Männlicher Haarausfall kann aber auch andere Ursachen als diesen genetischen Prozess haben: Autoimmunkrankheiten oder Stress, unausgewogene Ernährung, Hormonschwankungen und medikamentöse Effekte zum Beispiel. Um rechtzeitig handeln zu können, ist es wichtig, sich ärztlichen Rat zu suchen, sobald man merkt, dass die Haare schwinden.
Dr. Uwe Schwichtenbergs Tipp: „Wer etwas gegen den anlagebedingten Haarausfall tun möchte, sollte auf jeden Fall bereits frühzeitig damit beginnen – wenn noch relativ viele Haare vorhanden sind. Denn wenn die Haarwurzel erst einmal verkümmert ist, lässt sich der Prozess meist nicht mehr umkehren. Erblich bedingten Haarausfall kann man also bestenfalls aufhalten, aber nicht ungeschehen machen.“
In welchem Alter bekommen Männer Haarausfall?

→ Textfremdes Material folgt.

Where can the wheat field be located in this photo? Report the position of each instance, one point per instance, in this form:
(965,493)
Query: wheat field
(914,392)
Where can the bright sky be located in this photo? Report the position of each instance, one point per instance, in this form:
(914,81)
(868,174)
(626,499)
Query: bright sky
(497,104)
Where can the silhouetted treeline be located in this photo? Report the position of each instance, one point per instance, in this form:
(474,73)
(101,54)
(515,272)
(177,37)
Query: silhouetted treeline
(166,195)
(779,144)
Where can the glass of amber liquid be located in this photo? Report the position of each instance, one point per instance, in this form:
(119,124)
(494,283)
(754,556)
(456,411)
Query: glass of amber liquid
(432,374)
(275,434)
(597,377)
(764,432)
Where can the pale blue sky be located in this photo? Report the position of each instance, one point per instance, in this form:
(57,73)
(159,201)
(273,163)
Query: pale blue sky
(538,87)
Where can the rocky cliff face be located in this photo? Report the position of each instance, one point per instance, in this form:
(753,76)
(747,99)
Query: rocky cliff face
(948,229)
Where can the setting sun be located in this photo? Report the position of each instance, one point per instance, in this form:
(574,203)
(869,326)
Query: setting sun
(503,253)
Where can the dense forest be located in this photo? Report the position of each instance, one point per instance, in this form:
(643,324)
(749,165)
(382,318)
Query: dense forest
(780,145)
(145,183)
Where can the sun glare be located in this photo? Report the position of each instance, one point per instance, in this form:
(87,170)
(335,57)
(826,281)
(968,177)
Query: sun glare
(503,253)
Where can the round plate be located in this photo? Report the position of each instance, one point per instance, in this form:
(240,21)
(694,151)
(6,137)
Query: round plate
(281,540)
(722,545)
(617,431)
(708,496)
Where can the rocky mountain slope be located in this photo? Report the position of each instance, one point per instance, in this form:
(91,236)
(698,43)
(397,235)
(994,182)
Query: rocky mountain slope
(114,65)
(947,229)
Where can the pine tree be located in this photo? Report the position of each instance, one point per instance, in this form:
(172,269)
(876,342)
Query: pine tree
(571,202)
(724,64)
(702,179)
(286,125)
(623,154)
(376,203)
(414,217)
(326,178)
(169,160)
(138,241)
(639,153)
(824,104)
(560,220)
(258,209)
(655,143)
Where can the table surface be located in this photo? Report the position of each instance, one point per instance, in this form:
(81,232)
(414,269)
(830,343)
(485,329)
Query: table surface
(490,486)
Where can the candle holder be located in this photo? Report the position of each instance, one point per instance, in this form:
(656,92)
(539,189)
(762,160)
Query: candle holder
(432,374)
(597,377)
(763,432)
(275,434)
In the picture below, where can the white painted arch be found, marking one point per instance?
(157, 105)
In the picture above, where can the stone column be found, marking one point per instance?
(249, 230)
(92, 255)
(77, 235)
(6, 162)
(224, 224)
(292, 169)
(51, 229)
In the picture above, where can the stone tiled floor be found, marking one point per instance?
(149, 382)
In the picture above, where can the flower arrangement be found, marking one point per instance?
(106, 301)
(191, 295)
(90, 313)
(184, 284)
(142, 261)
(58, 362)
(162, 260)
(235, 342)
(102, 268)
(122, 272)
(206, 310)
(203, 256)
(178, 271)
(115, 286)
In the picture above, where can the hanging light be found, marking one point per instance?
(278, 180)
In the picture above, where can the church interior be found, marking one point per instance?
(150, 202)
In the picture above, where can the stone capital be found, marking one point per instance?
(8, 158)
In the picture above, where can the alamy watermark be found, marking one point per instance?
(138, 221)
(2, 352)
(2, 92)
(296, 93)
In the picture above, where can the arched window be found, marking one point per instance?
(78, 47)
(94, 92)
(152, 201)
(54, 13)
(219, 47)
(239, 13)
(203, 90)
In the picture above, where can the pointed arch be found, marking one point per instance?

Typischerweise zeigt sich der anlagebedingte Haarausfall zunächst an den Schläfen und der Stirn (Geheimratsrecken) und kann sich im weiteren Verlauf zu einer Stirnglatze oder Vollglatze vergrößern. Häufig sieht man auch das Ausdünnen des Haares am oberen Hinterkopf als „Tonsur“.
Insgesamt sind 60 Prozent aller Männer von anlagebedingtem Haarausfall betroffen.
Wann der Haarverlust beginnt und wie stark er sich auf dem Kopf ausbreitet, ist von Fall zu Fall unterschiedlich.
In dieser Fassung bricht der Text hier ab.